🤖 AI Summary
This work addresses the challenge of flexibly guiding pretrained visuomotor policies at test time to satisfy user preferences unseen during training, without requiring retraining. The authors propose ReStruct, a method that decouples a learned policy into a high-level state-machine skeleton and a low-level frozen residual controller. User preferences—such as object-centric specifications or temporal logic constraints—are incorporated into the task structure via synchronous product operations, enabling physically feasible and logically consistent behavior redirection. ReStruct is the first approach to support a broad range of inference-time preference guidance without fine-tuning or expert intervention. Evaluated in both simulation and real-world environments, it achieves up to a 25% improvement in task success rate and preference adherence over existing methods, including vision-language-action (VLA) models.
📝 Abstract
A central challenge in deploying learned robot policies is inference-time behavior steering: redirecting a policy at test time to satisfy user preferences not anticipated during training, without retraining. Existing methods fail in two modes: end-to-end methods require fine-tuning or expert-level guidance, while neuro-symbolic methods rely on predefined symbols whose edits can result in logically reasonable but physically infeasible plans. To address this challenge, we propose ReStruct, which builds upon a neural automaton policy that decomposes a visuomotor policy into a high-level state-machine skeleton capturing task structure and a low-level continuous controller represented as a residual policy.
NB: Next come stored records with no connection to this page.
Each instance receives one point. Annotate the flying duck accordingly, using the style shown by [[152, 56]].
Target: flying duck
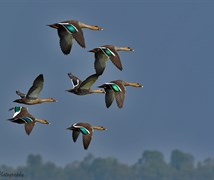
[[83, 87], [22, 116], [105, 52], [86, 130], [116, 89], [32, 96], [69, 30]]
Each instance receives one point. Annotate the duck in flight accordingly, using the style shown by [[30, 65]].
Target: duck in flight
[[86, 130], [32, 96], [116, 90], [83, 87], [69, 30], [22, 116], [105, 52]]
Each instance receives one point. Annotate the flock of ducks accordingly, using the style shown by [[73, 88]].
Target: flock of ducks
[[67, 31]]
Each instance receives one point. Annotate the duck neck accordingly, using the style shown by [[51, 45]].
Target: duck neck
[[42, 121], [98, 128], [47, 100], [132, 84], [97, 91], [122, 48], [83, 25]]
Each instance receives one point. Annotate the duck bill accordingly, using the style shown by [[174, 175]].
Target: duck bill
[[93, 50], [56, 26], [134, 84]]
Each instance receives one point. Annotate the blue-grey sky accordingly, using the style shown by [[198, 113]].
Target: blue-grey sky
[[173, 59]]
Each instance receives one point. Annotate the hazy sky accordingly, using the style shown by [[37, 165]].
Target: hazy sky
[[173, 59]]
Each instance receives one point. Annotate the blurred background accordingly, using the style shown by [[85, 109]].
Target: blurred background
[[173, 59]]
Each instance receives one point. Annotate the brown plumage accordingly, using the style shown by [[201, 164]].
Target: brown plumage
[[86, 130], [32, 96], [105, 52], [22, 116], [83, 87], [69, 30], [116, 89]]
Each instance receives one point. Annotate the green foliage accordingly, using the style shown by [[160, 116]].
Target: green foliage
[[151, 166]]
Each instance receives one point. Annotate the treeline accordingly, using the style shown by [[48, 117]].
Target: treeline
[[151, 166]]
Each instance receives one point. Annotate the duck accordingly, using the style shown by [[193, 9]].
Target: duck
[[83, 87], [22, 116], [69, 30], [32, 96], [87, 131], [116, 89], [105, 52]]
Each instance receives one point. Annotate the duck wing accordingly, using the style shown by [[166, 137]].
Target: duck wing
[[75, 135], [86, 140], [89, 81], [65, 40], [115, 59], [109, 97], [29, 127], [74, 80], [100, 62], [22, 95], [78, 35], [36, 88]]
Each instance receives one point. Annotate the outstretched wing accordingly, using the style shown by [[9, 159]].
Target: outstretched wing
[[36, 88], [115, 59], [22, 95], [78, 35], [74, 80], [65, 40], [113, 55], [86, 140], [89, 81], [75, 135], [29, 127], [100, 62], [109, 97]]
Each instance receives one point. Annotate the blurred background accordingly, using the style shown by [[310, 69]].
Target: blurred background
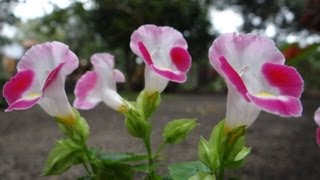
[[90, 26]]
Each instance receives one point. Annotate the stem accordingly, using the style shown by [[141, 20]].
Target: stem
[[151, 170], [160, 148], [221, 173]]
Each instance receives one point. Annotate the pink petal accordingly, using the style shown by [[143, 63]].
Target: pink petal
[[181, 58], [53, 76], [285, 78], [175, 76], [145, 54], [84, 86], [318, 136], [13, 90], [44, 57], [118, 76], [317, 116], [23, 104], [285, 106], [102, 59], [233, 77], [244, 49]]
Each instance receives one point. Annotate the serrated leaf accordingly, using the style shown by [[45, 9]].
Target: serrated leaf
[[207, 156], [65, 154], [136, 125], [177, 130], [185, 170], [218, 139]]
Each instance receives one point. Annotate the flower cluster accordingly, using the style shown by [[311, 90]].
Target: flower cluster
[[251, 65]]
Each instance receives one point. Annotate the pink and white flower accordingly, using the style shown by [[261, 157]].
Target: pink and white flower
[[40, 80], [257, 78], [100, 84], [317, 120], [164, 51]]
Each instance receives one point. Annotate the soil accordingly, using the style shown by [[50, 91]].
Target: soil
[[281, 148]]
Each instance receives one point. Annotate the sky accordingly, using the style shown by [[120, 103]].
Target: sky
[[36, 8]]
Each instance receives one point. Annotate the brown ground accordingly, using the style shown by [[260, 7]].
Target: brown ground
[[282, 148]]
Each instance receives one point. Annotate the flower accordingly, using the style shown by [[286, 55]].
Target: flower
[[317, 120], [164, 51], [257, 78], [40, 80], [100, 84]]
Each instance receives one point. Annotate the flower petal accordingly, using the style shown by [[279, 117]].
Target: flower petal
[[86, 97], [285, 78], [239, 111], [181, 58], [175, 76], [244, 49], [153, 81], [100, 84], [118, 76], [318, 136], [164, 50], [317, 116], [18, 85], [285, 106], [233, 77]]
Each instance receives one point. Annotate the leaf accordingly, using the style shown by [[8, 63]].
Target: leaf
[[110, 158], [203, 176], [65, 154], [116, 172], [218, 140], [177, 130], [243, 153], [207, 156], [185, 170], [148, 103], [136, 125]]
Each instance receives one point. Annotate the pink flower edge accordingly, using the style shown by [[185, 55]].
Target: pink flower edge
[[84, 86]]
Specifically, ReStruct adopts the automaton to represent the preference and incorporates it into the skeleton through a synchronous product, thereby reconfiguring the task structure. With the controller kept frozen, the action priors provided by the skeleton are updated accordingly to enable physically-aware control under a modified task structure. Extensive experiments from simulation and real-world show that ReStruct steers a wide range of preferences, from object-centric specifications to temporal-logic constraints, and after steering surpasses existing methods, exceeding VLA models in both task success and preference-following by up to 25%.